Bei Hansa Rostock wächst der Druck, die sportlichen Ansprüche endlich wieder mit Ergebnissen zu untermauern. Vorstandschef Ronald Maul stellt sich der Kritik, spricht offen über die drohende Verfehlung des Aufstiegsziels und kündigt gezielte Veränderungen im Kader an. Besonders auf den Außenbahnen sieht der Klub Handlungsbedarf.
Der Anspruch bleibt groß
Hansa Rostock will mehr sein als ein Verein, der nur mitläuft. Der Klub sieht sich selbst in der Rolle eines Teams, das oben angreifen muss, und genau daran wird die aktuelle Saison gemessen. Ronald Maul macht daraus keinen Hehl. Bei „MagentaSport“ räumte der Vorstandschef ein, dass ein erneutes Verpassen des großen Ziels schwer wiegt. Für ihn sei klar, dass Hansa grundsätzlich den Anspruch haben müsse, „oben mitzuspielen und den Aufstieg anzupeilen“. An solchen Zielen werde man gemessen, fügte er sinngemäß hinzu. Dass die Saison deshalb als Rückschlag empfunden wird, sagte Maul ebenfalls deutlich: „Natürlich ist das enttäuschend.“
Nach der Saison wird genau hingeschaut
Schon jetzt deutet vieles darauf hin, dass die Verantwortlichen den Kader im Sommer nicht einfach unverändert lassen werden. Maul kündigte eine gründliche Analyse nach dem Saisonende an. Dabei soll nicht nur auf die Tabelle geschaut werden, sondern auch auf strukturelle Schwächen innerhalb der Mannschaft. Besonders ein Bereich steht im Fokus: die Außenbahnen. Dort sieht der Hansa-Boss Verbesserungsbedarf, sowohl mit Blick auf die Spielgestaltung als auch auf die Breite des Kaders.

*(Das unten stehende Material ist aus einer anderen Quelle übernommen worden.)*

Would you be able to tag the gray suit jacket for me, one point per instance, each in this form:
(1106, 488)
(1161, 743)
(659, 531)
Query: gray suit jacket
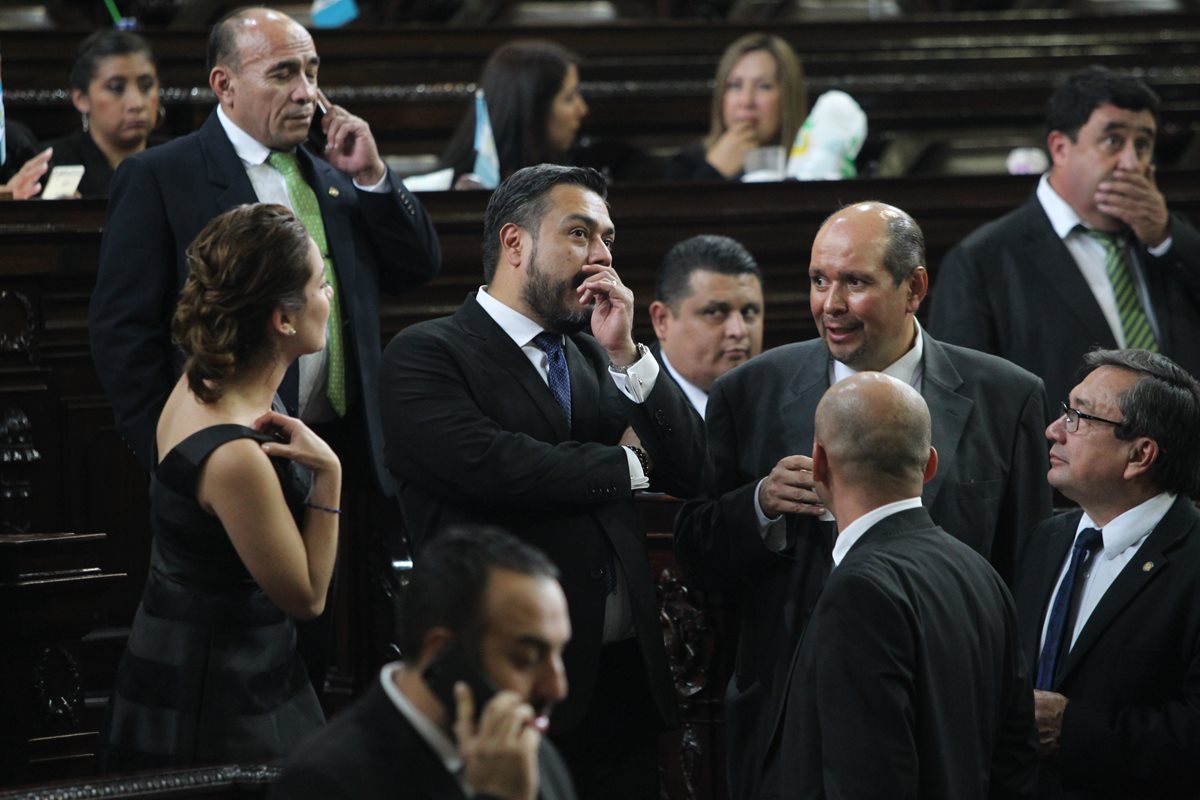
(1012, 288)
(989, 491)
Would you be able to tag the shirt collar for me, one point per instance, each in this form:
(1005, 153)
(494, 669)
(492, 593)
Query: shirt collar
(425, 728)
(1062, 217)
(906, 368)
(520, 328)
(249, 149)
(696, 396)
(855, 530)
(1132, 527)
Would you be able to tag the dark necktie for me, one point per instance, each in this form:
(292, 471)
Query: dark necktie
(557, 374)
(1057, 630)
(1134, 323)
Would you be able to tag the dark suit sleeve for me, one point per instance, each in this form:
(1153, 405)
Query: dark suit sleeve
(439, 437)
(717, 539)
(129, 319)
(402, 236)
(1156, 745)
(1027, 497)
(960, 312)
(1182, 260)
(864, 689)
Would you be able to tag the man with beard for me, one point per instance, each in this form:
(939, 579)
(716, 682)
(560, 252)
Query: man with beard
(481, 605)
(762, 531)
(508, 413)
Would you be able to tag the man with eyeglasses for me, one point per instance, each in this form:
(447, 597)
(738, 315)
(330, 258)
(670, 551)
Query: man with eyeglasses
(1109, 595)
(1091, 259)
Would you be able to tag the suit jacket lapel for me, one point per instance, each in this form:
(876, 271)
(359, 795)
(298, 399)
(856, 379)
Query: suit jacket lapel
(1057, 268)
(226, 172)
(948, 410)
(502, 353)
(1147, 564)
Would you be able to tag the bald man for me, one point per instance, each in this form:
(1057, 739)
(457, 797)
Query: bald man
(910, 679)
(762, 531)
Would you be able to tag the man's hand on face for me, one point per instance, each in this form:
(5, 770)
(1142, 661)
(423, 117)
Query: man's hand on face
(612, 317)
(351, 146)
(1134, 198)
(789, 488)
(499, 752)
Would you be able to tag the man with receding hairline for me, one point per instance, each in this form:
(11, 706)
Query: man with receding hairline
(762, 531)
(910, 679)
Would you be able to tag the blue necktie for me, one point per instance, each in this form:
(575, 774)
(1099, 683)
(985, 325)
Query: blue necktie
(1057, 636)
(557, 374)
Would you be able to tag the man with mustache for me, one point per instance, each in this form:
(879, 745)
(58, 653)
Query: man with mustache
(509, 413)
(1091, 259)
(761, 530)
(375, 235)
(495, 603)
(707, 312)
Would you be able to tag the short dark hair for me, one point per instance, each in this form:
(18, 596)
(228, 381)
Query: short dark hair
(1164, 405)
(102, 44)
(707, 252)
(521, 199)
(1084, 91)
(450, 575)
(223, 40)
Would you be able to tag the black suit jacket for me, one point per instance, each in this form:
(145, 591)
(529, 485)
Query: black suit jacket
(474, 434)
(372, 752)
(989, 489)
(1132, 680)
(1012, 288)
(910, 680)
(162, 198)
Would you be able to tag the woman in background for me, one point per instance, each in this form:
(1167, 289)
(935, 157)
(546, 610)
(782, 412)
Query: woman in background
(759, 100)
(532, 88)
(114, 86)
(244, 510)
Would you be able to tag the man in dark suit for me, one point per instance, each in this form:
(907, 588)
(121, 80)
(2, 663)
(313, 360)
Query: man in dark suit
(707, 312)
(910, 680)
(1108, 596)
(508, 413)
(761, 531)
(479, 601)
(1042, 286)
(263, 70)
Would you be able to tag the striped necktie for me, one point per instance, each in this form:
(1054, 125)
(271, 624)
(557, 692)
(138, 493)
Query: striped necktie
(304, 204)
(1134, 324)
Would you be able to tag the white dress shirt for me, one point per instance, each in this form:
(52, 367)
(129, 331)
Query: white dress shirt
(1091, 259)
(1122, 539)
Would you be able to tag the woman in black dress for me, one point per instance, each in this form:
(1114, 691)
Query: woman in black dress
(244, 507)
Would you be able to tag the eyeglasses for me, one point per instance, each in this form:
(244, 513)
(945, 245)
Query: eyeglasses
(1074, 416)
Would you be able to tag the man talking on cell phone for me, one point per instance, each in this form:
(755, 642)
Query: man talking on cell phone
(483, 607)
(373, 234)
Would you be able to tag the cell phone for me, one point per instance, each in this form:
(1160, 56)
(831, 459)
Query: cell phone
(450, 666)
(317, 139)
(63, 182)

Außenpositionen als Schlüsselthema
Rostock war in dieser Saison häufig auf einzelne starke Aktionen angewiesen. Genau das will der Verein offenbar verändern. Maul sprach davon, dass man zu oft von individueller Qualität lebe und auf den Außenpositionen mehr Möglichkeiten brauche. Hinzu kommt, dass mehrere Personalien offen sind. Auf den Flügel- und Außenverteidigerpositionen laufen Verträge aus, bei Leihspielern ist die Zukunft ohnehin nicht endgültig geklärt. Dadurch entsteht Spielraum, aber auch Handlungsdruck.
Keine Revolution, aber gezielte Korrekturen
Trotz aller Kritik soll der Kader nicht komplett umgebaut werden. Maul stellte klar, dass Hansa keinen radikalen Schnitt plant. Vielmehr gehe es darum, einzelne Schwachstellen zu beheben und die Mannschaft punktuell besser aufzustellen. Seine Einschätzung bleibt: Der Kern des Teams besitzt Qualität. Doch wenn Rostock künftig wieder ernsthaft um den Aufstieg kämpfen will, braucht es mehr Stabilität, mehr Breite und mehr Durchschlagskraft über die Außen.
Der Sommer könnte damit erneut zu einer entscheidenden Phase werden. Hansa will nicht alles neu machen, aber genug verändern, damit aus dem Anspruch endlich wieder ein Ergebnis wird.